L'hydrogène est-il une énergie d'avenir pour l'automobile? Stellantis vient de répondre par la négative en sabrant son programme d'utilitaires, tandis que certains constructeurs...

Stellantis se retire des utilitaires à hydrogène © MARCO BERTORELLO
Stellantis se retire des utilitaires à hydrogène © MARCO BERTORELLO

L'hydrogène est-il une énergie d'avenir pour l'automobile? Stellantis vient de répondre par la négative en sabrant son programme d'utilitaires, tandis que certains constructeurs comme Toyota y croient encore.

La nouvelle direction de Stellantis (marques Fiat, Peugeot) a annoncé mercredi mettre fin à son programme de développement dans l'hydrogène, une nouvelle qui a résonné comme un coup de tonnerre mercredi matin dans l'usine de sa coentreprise Symbio, qui joue son avenir.

Flambant neuve, l'usine de la banlieue lyonnaise prévoyait de produire 50.000 systèmes à hydrogène par an d'ici 2026, dont une grande partie pour Stellantis, pour accompagner la montée en puissance de son offre d'utilitaires.

C'est aussi un nouveau signal funeste pour l'hydrogène dans les transports.

Marché de niche

Les véhicules à hydrogène fonctionnent grâce à une forme pure du gaz combinée à de l'oxygène dans une cellule à combustion qui génère de l'électricité, et ne dégage que de la vapeur d'eau.

Par rapport aux utilitaires électriques, qui commencent à se multiplier dans les villes, les véhicules à hydrogène se rechargent rapidement et profitent d'une grande autonomie, des critères particulièrement recherchés par les entreprises. 

Ils ont aussi besoin de plus petites batteries, et donc de moins de matières premières.

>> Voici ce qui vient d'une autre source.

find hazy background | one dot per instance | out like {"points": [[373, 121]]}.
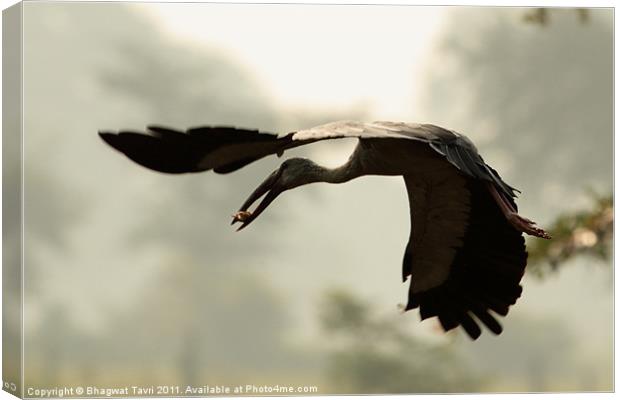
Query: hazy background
{"points": [[135, 277]]}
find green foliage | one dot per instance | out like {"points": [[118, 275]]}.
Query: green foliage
{"points": [[585, 232], [376, 354]]}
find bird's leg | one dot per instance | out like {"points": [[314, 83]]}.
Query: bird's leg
{"points": [[520, 223], [240, 216]]}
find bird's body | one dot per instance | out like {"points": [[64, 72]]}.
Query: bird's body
{"points": [[465, 254]]}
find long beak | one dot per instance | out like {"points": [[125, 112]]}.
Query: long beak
{"points": [[268, 186]]}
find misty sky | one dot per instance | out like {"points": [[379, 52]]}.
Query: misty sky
{"points": [[105, 238]]}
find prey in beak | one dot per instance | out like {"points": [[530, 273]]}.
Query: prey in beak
{"points": [[271, 187]]}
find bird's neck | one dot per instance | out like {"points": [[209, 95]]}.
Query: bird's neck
{"points": [[341, 174]]}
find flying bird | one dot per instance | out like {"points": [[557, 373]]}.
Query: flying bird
{"points": [[466, 253]]}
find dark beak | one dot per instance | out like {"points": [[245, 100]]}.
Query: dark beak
{"points": [[269, 186]]}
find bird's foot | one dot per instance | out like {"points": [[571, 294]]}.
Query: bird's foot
{"points": [[527, 226], [240, 216]]}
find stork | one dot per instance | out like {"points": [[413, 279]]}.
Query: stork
{"points": [[466, 253]]}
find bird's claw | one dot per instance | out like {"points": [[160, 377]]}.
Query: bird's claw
{"points": [[527, 226], [240, 216]]}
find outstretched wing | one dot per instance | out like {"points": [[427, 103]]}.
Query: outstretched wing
{"points": [[464, 258]]}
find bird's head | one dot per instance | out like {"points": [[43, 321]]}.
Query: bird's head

Mais les modèles à hydrogène sont très chers à l'achat, autour d'une centaine de milliers d'euros l'unité, et les stations de recharge, coûteuses à installer, restent rares.

Pour Jean-Philippe Imparato, directeur de Stellantis pour l’Europe, "le marché de l’hydrogène demeure un segment de niche, sans perspectives de rentabilité économique à moyen terme".

La France vient pourtant de subventionner l'achat de ces camionnettes à hydrogène, en les mettant à parité de prix avec les modèles électriques. 

L'Etat français affiche en effet l'ambition de devenir un "leader de l'hydrogène décarboné", avec un total de 9 milliards d'euros d'argent public mis sur la table via les plans France Relance et France 2030. 

Cette énergie est notamment utile pour la décarbonation de l'industrie des engrais, de la pétrochimie, de la sidérurgie ou des transports lourds.

BMW, Toyota

Stellantis était entrée au capital de Symbio, fondée par Michelin et l'équipementier Forvia, et qui compte 640 salariés. 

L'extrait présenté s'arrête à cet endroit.